De klassieke muziek gespeeld in concertgebouwen werd echter steeds sterieler. Het verwerden tot soms tot virtuoze muzikale kunstjes uitgevoerd voor een snobistisch publiek net terug uit de museumhal.
Vandaar de opkomst van de popmuziek, de mensen wilden muziekklanken weer beleven, en voelen, verbinden met hun leven en opvattingen. Performance, klanken kleuren, lichaamsbewegingen spelen een veel grotere rol, aangevuld met geestverruimende middelen.
Vaak werd de geest echter wel heel erg verruimd, wat leidde tot afschuwelijke ongelukken, drugverslaving.
Popmuziek voorziet echter in de duizenden jaren oude behoefte van de mens om klanken, kleuren etc. niet alleen maar te consumeren maar ook te beleven. Denk aan de dance-festvals waar klanken lichamelijke sensaties teweeg brengen.
 


 
Prince
 
Popmuziek heeft religie-achtige trekken (uiteraard bedoel ik hier zelden de  reli-pop, integendeel) compleet met de oude beelden en symbolen. Oude beelden en symbolen worden er in gebruikt en geherinterpreteerd zonder ze als realiteiten in de vorm van tastbaar en meetbaar te zien, ze voorzien in een oeroude behoefte. Helemaal zonder gevaar is het beïnvloeden van mensen via deze oude beelden niet. Denk aan de nazi's en andere volksmenners, of iets minder erg door de reclame, veel beelden zelf zijn moreel gezien echter neutraal. Ook Marxistische ideeën hebben mensen tot moorden aangezet en het valt te betwijfelen of dat inherent aan de leer is. 
Wat niet wil zeggen dat alles even geweldig is wat er geproduceerd wordt, maar kwaliteitsverschil is van alle tijden. Ook op het gebied van popmuziek dreigt verstarring en commercialisering, net als met betrekking tot andere kunstvormen. Hier valt nog een hoop over te zeggen. 

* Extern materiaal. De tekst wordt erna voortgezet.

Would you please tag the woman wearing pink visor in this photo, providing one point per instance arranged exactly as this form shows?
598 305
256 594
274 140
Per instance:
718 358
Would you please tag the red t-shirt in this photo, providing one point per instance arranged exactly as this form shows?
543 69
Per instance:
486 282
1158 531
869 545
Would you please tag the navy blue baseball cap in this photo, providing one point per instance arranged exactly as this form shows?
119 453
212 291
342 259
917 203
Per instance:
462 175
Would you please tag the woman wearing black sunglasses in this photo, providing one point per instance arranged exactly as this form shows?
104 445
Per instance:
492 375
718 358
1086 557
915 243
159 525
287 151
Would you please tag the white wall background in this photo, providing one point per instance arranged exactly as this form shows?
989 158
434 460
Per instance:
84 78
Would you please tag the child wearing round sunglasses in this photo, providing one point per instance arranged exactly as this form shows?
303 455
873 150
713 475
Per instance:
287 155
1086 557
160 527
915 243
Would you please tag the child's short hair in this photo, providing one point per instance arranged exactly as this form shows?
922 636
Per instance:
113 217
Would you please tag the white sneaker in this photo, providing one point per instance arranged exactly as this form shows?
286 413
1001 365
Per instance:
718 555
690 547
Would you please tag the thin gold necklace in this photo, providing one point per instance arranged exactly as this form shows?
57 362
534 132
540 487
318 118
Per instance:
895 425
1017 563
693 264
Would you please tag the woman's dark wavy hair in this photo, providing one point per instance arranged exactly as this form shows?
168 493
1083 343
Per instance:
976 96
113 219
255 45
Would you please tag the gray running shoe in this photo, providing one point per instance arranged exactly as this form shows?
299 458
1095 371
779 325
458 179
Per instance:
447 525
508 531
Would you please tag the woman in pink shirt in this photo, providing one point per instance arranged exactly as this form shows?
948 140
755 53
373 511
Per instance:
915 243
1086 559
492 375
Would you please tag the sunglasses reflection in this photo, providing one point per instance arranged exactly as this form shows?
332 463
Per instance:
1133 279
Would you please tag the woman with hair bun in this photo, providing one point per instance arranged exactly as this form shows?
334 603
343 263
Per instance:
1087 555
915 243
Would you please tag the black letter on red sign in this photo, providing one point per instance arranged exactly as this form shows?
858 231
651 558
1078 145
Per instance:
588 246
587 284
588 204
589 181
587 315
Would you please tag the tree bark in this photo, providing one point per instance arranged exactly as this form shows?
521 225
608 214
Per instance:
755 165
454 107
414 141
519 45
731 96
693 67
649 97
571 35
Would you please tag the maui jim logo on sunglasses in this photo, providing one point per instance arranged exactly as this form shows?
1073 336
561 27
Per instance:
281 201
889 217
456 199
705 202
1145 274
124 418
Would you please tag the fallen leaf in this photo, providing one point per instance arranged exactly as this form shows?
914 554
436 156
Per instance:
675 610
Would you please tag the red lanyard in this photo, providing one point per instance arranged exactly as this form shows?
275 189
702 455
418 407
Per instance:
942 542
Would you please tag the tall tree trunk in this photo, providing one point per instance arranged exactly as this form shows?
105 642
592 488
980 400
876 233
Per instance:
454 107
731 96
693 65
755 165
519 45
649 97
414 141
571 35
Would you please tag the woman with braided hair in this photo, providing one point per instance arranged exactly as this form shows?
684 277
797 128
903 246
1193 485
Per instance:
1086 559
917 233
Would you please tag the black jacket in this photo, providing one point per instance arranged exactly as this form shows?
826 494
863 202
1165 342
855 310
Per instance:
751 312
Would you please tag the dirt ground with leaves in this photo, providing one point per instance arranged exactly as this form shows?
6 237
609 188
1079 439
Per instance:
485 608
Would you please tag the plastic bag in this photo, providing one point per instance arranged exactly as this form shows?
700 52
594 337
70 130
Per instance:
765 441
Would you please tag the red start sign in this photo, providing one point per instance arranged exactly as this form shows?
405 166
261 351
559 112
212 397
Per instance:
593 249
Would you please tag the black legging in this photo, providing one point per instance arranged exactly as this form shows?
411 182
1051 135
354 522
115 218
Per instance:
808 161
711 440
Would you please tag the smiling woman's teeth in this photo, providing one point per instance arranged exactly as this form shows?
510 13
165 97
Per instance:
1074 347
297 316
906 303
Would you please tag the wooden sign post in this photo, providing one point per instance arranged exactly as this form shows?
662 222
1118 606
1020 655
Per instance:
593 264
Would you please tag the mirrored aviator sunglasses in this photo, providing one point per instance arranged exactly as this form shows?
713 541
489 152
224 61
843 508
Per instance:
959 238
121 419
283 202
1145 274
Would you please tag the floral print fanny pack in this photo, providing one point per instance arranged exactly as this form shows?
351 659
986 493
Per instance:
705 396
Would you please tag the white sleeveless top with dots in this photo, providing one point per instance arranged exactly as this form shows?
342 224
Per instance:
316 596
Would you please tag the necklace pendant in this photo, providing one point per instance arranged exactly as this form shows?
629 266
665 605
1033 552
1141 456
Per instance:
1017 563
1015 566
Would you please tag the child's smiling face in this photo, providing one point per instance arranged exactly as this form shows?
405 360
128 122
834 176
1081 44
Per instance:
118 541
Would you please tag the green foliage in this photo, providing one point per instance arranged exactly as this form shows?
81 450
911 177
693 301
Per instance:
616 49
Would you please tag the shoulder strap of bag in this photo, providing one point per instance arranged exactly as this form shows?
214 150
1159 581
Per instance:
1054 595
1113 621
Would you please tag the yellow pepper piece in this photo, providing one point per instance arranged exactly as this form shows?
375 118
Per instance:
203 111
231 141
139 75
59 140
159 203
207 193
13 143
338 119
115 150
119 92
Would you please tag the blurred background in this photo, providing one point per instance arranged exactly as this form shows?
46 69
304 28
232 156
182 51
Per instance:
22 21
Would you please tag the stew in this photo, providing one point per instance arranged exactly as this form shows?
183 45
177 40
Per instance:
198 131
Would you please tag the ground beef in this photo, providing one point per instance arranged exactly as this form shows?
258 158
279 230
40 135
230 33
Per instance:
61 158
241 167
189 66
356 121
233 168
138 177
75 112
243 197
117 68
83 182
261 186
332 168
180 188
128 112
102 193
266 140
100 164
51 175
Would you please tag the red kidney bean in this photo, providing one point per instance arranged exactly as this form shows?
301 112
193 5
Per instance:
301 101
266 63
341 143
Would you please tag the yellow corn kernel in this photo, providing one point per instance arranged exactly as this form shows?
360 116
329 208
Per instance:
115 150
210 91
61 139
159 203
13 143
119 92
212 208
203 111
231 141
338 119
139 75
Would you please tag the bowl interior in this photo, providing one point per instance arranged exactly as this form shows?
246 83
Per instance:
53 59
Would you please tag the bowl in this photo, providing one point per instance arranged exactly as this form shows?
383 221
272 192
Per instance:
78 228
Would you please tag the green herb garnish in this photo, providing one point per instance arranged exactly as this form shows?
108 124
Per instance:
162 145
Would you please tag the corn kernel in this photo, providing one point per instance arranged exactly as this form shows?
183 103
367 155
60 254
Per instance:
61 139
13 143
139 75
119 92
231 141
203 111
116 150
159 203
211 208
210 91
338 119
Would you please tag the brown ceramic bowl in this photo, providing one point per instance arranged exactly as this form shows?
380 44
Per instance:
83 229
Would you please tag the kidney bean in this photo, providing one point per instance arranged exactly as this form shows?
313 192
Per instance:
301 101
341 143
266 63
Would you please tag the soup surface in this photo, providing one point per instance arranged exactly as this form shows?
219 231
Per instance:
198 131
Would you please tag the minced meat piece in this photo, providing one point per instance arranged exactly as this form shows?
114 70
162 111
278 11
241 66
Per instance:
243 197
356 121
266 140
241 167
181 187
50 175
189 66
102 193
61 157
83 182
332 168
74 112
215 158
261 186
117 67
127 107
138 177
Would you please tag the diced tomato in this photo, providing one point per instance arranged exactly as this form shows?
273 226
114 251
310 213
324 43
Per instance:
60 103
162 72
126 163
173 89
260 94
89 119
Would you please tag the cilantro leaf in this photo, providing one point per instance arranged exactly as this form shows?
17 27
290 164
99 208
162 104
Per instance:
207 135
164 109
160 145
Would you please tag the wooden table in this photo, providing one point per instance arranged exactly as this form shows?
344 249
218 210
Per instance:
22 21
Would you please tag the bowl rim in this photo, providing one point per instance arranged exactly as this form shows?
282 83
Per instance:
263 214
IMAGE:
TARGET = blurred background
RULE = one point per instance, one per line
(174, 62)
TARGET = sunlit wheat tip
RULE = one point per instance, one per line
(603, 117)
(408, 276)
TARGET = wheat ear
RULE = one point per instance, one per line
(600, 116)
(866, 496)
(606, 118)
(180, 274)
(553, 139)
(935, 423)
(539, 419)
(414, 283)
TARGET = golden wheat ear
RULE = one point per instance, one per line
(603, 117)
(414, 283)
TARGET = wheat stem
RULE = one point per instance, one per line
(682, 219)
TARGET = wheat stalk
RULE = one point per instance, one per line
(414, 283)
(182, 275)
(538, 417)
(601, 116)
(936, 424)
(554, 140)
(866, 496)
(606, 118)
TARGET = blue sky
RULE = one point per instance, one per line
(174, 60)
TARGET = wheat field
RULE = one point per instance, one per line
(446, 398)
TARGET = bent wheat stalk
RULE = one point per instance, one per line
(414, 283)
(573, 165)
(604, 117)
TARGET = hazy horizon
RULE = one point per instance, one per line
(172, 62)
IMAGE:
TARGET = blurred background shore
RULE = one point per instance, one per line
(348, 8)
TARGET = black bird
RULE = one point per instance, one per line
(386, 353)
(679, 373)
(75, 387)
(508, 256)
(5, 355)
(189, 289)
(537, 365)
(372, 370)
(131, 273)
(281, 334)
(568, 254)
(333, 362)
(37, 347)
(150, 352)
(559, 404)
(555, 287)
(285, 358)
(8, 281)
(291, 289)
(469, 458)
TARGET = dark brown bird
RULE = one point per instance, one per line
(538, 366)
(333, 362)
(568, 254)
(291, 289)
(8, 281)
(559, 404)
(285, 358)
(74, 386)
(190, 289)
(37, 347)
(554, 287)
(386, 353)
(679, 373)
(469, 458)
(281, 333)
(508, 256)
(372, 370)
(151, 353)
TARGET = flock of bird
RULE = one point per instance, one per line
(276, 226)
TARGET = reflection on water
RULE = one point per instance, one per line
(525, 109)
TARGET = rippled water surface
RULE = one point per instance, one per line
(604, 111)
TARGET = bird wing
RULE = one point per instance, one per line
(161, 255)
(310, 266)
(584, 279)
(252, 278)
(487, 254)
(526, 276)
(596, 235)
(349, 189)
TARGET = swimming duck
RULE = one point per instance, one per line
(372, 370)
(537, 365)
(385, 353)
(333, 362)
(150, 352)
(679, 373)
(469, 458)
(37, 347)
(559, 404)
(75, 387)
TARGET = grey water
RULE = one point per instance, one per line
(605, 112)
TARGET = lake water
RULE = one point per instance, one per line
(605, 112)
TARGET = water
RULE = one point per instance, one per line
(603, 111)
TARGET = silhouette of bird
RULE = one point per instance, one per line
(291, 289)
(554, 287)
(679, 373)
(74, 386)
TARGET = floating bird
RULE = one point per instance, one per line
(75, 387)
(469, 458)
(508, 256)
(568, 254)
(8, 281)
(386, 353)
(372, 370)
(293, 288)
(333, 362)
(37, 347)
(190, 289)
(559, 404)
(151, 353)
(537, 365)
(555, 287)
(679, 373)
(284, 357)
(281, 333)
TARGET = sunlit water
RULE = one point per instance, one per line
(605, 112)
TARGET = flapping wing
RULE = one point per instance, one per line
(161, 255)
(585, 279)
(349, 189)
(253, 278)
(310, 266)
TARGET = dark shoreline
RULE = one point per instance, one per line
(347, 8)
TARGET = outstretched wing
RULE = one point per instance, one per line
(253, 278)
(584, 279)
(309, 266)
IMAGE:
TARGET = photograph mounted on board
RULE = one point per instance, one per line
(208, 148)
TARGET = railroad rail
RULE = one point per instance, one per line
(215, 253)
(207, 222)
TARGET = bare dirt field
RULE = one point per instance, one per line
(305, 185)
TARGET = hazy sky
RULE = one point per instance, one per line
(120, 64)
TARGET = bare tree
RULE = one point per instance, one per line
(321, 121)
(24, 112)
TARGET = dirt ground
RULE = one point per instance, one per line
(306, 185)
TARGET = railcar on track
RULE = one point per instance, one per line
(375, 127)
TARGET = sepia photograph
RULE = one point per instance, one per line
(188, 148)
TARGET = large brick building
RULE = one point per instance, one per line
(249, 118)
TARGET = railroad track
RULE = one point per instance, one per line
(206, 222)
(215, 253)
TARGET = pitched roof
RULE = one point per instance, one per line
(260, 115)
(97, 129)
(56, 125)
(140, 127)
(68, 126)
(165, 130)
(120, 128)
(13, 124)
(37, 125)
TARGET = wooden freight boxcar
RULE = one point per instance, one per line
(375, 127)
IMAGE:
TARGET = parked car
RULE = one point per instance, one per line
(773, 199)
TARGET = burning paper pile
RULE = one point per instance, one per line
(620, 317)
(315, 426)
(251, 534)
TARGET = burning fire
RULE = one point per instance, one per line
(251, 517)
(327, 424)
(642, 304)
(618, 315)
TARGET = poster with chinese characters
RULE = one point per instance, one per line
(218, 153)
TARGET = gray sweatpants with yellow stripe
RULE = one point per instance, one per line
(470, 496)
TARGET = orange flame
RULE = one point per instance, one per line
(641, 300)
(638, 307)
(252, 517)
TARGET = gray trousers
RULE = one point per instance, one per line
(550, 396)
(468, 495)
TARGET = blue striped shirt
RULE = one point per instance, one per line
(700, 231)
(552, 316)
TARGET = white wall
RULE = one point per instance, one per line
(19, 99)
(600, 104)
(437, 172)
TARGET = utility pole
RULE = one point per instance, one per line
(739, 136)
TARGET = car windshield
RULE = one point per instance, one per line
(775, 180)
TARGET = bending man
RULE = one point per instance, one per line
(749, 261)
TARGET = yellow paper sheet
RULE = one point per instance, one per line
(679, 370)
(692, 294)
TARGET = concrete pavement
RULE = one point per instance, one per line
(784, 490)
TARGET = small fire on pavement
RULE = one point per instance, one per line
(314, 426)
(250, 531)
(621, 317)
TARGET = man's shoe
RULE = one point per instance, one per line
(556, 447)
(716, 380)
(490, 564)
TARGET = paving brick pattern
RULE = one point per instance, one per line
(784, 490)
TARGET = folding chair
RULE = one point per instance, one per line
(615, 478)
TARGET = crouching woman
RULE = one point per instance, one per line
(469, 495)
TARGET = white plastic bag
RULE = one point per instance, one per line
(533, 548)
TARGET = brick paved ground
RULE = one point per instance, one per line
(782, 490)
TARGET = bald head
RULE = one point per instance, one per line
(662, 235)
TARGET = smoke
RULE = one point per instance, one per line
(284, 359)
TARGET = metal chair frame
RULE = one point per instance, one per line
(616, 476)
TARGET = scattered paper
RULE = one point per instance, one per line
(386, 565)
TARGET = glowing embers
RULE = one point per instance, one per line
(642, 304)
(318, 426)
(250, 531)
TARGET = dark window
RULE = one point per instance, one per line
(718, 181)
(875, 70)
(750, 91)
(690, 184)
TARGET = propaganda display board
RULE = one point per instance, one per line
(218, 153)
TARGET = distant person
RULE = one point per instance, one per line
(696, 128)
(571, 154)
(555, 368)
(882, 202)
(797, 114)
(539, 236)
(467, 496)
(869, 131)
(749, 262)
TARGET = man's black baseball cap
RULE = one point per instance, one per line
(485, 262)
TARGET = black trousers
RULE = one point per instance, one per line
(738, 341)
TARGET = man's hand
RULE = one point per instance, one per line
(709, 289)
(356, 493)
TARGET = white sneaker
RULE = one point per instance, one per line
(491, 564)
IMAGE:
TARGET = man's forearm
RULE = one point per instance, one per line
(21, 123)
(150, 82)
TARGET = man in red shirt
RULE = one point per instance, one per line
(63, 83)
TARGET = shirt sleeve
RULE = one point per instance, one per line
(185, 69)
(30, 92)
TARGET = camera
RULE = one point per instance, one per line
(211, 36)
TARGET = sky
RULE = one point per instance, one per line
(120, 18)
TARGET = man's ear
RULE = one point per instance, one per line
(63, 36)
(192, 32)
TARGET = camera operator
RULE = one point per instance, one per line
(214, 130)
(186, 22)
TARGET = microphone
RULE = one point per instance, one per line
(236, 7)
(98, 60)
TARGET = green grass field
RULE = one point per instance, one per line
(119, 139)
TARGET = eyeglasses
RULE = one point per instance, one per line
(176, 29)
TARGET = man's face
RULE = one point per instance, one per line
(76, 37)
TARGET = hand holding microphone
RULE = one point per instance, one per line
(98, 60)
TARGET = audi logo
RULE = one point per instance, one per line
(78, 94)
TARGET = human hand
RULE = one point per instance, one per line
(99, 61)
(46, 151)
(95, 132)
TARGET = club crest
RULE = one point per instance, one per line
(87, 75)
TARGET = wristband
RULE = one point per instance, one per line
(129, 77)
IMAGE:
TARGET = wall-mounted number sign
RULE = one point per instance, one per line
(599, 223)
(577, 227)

Beelden en symbolen zeggen vaak meer dan men met rationeel denken kan bevatten. Zij worden door religie en kunst in combinatie met elkaar opgeroepen.

Maar wat is dan het verband met de vorige blog? 

zaterdag 8 juni 2013

UITZOOMEN DOOR KUNST




Een John
 

Stel we bevinden ons in de microkosmos ergens in de hersenen van laten we zeggen “John”.
Aanvankelijk nemen we geen John waar, wel deeltjes, krachten etc..
Ook het verschil tussen John en niet John is binnen deze microkosmos niet echt waar te nemen.
Zoomen we uit dan nemen we samenwerkende cellen waar, we nemen een organisme waar, maar nog geen John.
Bij verder uitzoomen wordt John relevant, we nemen een persoon waar die beweegt, praat etc.
Als we nog verder uitzoomen nemen we waar wat wij ook zien, hemellichamen, sterrenstelsels etc.  
 
 
 
 
 

 

In de microkosmos, actieve hersencellen
 
Zouden we nog verder uit kunnen zoomen en wel zodanig dat we het geheel kunnen overzien, dat we van buiten tegen het heelal aan zouden kunnen kijken (wat dan misschien weer hetzelfde is als extreem inzoomen), dan nemen we misschien wel structuren waar we geen idee van hebben. 
 
Sommigen menen dat we een mega John waar zouden kunnen nemen, die zoveel mogelijk geprezen moet worden omdat hij je dan na je dood zou kunnen matsen met hemelse genoegens. Anderen houden het op een mega John die zich in John of één bepaalde John openbaart. Weer anderen houden het op Iets, de Ietsjisten. Weer anderen denken dat we het met John wel gehad hebben, daarna heerst contingentie, een standpunt dat meestal met een zekere stoerheid wordt verkondigt.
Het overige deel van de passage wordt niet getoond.